Finance executives in all organizations are being asked to look closely at their core processes. Two the main drivers for business process improvements are cost reduction and information security. Studies show there is great variation in the efficiency of financial processes. Bottom performers spend 2.13% of revenues on financial processes; top organizations only spend 0.57%. This cost disadvantage drops directly to the bottom line, making it difficult for organizations with paper-laden and inefficient financial processes to compete.
But eliminating inefficiency and extra cost is not the only reason to focus on business process improvement in financial processes. Organizations are increasingly focused not only on the potential value of getting all those previously unmanaged documents and processes under control, but also on the growing risks associated with managing increasing volumes of information. Guaranteeing the security and privacy of information and the auditability of financial processes is an increasingly important role for the CFO.
Just about every week, there is a significant information security breach that makes the news. In addition to the immediate crisis management and public relations embarrassment created by the breach, security and privacy lapses also translate into serious risk management issues that are – or should be – a concern of every CFO.

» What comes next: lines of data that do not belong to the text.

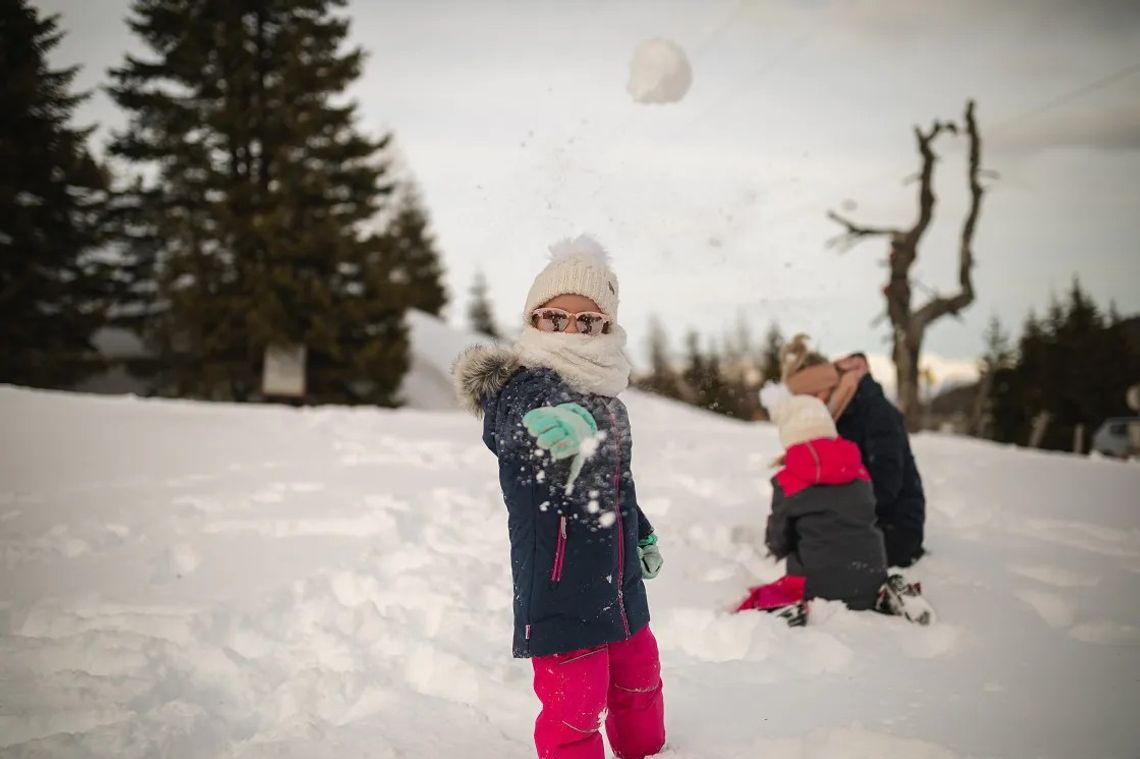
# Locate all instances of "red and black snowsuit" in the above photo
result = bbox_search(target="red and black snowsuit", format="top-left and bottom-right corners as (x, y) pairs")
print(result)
(766, 438), (887, 610)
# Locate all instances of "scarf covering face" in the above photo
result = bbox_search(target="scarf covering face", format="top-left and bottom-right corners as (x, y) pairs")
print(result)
(514, 325), (633, 398)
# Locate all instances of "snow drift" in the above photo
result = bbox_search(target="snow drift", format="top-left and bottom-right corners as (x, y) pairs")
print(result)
(0, 371), (1140, 759)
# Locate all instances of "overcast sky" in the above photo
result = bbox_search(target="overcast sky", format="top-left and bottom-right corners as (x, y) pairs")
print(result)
(39, 0), (1140, 376)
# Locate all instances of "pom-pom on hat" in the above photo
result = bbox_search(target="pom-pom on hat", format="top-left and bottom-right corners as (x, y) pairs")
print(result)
(760, 384), (839, 449)
(522, 235), (618, 324)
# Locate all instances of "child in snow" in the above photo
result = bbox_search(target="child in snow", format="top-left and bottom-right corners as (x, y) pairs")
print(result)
(781, 335), (926, 566)
(739, 385), (887, 625)
(455, 237), (665, 759)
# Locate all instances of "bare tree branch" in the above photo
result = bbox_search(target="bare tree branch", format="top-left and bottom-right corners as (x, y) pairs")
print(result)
(914, 100), (985, 329)
(828, 100), (988, 429)
(828, 211), (903, 251)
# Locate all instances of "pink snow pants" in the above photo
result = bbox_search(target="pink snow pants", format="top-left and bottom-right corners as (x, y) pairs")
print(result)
(534, 626), (665, 759)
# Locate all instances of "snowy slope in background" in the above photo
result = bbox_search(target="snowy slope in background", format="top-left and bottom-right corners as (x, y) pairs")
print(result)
(0, 385), (1140, 759)
(399, 311), (492, 411)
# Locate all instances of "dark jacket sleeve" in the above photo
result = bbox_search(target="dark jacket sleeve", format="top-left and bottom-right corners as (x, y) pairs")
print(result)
(626, 407), (653, 542)
(483, 373), (549, 459)
(764, 482), (796, 558)
(863, 398), (906, 507)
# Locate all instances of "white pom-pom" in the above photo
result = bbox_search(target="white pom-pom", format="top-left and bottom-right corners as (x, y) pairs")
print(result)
(760, 382), (791, 416)
(551, 235), (610, 266)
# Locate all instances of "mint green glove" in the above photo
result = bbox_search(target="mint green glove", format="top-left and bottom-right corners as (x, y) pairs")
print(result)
(522, 403), (597, 460)
(637, 534), (665, 580)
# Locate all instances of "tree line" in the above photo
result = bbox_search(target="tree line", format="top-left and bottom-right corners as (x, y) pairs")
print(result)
(971, 279), (1140, 452)
(635, 317), (784, 421)
(0, 0), (448, 406)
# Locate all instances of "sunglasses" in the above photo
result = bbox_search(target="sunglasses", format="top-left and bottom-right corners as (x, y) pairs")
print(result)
(530, 309), (612, 335)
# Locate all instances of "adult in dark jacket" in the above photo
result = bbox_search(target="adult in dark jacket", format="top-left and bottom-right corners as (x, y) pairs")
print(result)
(781, 335), (926, 566)
(446, 232), (665, 759)
(836, 366), (926, 566)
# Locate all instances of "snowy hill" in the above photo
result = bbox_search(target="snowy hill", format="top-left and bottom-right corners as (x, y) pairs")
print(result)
(0, 380), (1140, 759)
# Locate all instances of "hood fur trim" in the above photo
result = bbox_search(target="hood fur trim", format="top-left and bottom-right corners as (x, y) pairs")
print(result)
(451, 345), (519, 416)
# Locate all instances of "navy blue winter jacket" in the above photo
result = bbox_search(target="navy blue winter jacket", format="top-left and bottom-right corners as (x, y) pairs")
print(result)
(455, 348), (652, 658)
(836, 375), (926, 566)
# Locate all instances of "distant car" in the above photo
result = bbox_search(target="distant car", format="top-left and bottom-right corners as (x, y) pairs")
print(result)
(1092, 416), (1140, 458)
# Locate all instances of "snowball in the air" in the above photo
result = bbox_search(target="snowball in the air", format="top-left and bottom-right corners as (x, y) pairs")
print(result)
(626, 40), (693, 103)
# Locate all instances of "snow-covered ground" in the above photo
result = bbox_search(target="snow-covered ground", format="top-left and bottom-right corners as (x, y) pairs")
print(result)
(0, 380), (1140, 759)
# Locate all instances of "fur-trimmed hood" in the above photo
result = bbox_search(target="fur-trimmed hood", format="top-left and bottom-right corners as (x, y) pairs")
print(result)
(451, 345), (520, 415)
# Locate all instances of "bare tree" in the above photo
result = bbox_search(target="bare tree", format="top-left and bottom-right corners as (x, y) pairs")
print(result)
(828, 100), (984, 430)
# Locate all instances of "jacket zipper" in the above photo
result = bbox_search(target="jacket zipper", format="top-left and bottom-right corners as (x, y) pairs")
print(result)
(551, 516), (567, 582)
(608, 408), (630, 638)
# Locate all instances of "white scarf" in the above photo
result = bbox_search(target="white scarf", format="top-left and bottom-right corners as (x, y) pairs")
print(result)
(514, 325), (633, 398)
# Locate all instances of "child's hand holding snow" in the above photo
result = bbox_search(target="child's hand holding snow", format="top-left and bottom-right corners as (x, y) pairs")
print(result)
(522, 403), (597, 460)
(637, 534), (665, 580)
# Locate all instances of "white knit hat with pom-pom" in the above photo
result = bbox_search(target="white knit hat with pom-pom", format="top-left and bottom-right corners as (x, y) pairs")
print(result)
(522, 235), (618, 324)
(760, 383), (839, 449)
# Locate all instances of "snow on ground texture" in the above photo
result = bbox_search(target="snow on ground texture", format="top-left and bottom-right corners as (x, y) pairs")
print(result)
(0, 387), (1140, 759)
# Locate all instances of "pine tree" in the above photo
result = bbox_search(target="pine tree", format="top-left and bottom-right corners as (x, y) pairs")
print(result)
(640, 317), (683, 400)
(467, 271), (500, 340)
(384, 187), (447, 316)
(111, 0), (408, 405)
(991, 281), (1140, 450)
(970, 316), (1013, 438)
(0, 0), (107, 387)
(760, 321), (784, 384)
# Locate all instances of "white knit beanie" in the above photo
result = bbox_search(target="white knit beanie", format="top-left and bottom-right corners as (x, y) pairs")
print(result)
(522, 235), (618, 324)
(760, 385), (839, 449)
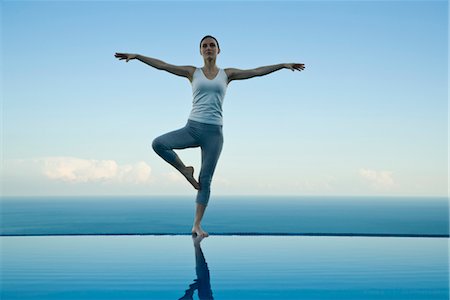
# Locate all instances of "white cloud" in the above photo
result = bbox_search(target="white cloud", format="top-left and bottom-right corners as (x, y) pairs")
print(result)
(37, 157), (151, 183)
(359, 169), (395, 188)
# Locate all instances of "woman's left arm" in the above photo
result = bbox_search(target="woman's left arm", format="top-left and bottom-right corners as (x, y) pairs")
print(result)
(225, 63), (305, 82)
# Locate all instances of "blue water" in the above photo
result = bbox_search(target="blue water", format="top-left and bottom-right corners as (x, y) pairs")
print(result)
(0, 197), (449, 300)
(0, 196), (449, 237)
(0, 235), (449, 300)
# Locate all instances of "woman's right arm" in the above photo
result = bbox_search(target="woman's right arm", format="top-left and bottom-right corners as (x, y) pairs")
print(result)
(114, 53), (195, 81)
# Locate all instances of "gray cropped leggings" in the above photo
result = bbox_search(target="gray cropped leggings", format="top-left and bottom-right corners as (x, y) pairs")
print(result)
(152, 120), (223, 206)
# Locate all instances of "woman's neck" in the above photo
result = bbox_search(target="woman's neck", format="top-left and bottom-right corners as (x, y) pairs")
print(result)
(203, 60), (217, 71)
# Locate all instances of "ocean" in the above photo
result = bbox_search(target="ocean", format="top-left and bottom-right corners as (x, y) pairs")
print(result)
(0, 196), (449, 237)
(0, 196), (449, 300)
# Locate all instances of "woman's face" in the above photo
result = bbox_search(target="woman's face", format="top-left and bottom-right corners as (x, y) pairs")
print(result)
(200, 38), (220, 59)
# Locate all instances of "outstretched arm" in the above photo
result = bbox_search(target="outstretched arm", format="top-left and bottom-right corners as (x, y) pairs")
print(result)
(114, 53), (195, 81)
(225, 63), (305, 82)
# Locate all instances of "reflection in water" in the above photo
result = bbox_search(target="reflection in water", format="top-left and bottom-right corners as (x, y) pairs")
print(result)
(178, 236), (214, 300)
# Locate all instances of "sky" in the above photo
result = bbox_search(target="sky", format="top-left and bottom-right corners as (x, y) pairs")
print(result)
(0, 1), (449, 196)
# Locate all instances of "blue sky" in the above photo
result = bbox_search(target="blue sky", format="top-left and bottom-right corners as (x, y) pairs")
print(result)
(1, 1), (448, 196)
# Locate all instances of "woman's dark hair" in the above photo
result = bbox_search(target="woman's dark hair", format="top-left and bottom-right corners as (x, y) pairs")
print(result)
(200, 35), (220, 49)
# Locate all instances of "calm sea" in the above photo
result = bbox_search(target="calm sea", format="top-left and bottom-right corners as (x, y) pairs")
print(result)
(0, 196), (449, 237)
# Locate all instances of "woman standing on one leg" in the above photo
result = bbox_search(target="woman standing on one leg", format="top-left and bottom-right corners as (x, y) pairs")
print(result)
(115, 35), (305, 236)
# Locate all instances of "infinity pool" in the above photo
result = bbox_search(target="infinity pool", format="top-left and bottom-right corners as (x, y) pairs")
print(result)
(0, 235), (449, 300)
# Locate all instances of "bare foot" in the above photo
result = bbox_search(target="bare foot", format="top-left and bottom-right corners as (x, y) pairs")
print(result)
(192, 234), (205, 247)
(181, 167), (200, 190)
(192, 226), (209, 237)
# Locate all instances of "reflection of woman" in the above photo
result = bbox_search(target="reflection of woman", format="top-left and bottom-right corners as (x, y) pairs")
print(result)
(178, 236), (214, 300)
(115, 35), (304, 236)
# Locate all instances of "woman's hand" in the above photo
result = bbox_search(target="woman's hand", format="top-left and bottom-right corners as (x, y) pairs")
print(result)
(114, 53), (137, 62)
(285, 63), (305, 71)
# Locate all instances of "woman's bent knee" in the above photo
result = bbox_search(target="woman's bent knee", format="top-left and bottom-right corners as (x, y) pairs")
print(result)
(152, 138), (164, 153)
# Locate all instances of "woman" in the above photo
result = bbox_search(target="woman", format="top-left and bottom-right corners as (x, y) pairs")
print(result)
(115, 35), (305, 237)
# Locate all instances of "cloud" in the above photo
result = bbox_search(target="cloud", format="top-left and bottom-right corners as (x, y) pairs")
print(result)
(359, 169), (395, 188)
(38, 157), (151, 184)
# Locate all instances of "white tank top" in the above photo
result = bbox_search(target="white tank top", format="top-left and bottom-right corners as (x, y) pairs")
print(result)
(189, 68), (228, 125)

Consider these data points from the industry association AIIM:
- 51% of organizations have had data-related incidents in the past 12 months, including 16% suffering a data breach.
- 45% of organizations agree that the lack of information governance leaves their organization wide open to litigation and data protection risks.
- Only 15% of organizations have enterprise-wide Information Governance and Records Management policies.
- 50% rely on manual search for e-discovery across electronic and paper records.
On top of this, everyday information-intensive compliance and regulatory concerns are increasingly the responsibility of CFOs. These concerns can range from requirements specific to financial processes like those required by the Sarbanes-Oxley legislation to industry-specific requirements like those created by Dodd-Frank for the financial services industry. Add to this the burden of rising geographic-specific information security and privacy requirements such as those created by the new General Data Protection Regulation in Europe (GDPR), and you have a very rich mix of information security policies that the CFO must worry about.
The good news is that the basic blocking and tackling associated with automated financial process through document management is an enormous first step on the path to sound information security and compliance processes in the organizations. This growing awareness of the tie between effective information and document management and security, customer privacy, and compliance creates a new set of leadership opportunities for CFOs:
- The information in financial system is key to transformation initiatives.
- Organizations are struggling with management gaps between technology priorities and the business. The CFO can help fill this gap.
- The CFO is a natural broker between disparate views among sales, marketing, legal, and business executives about what information should be saved and for how long.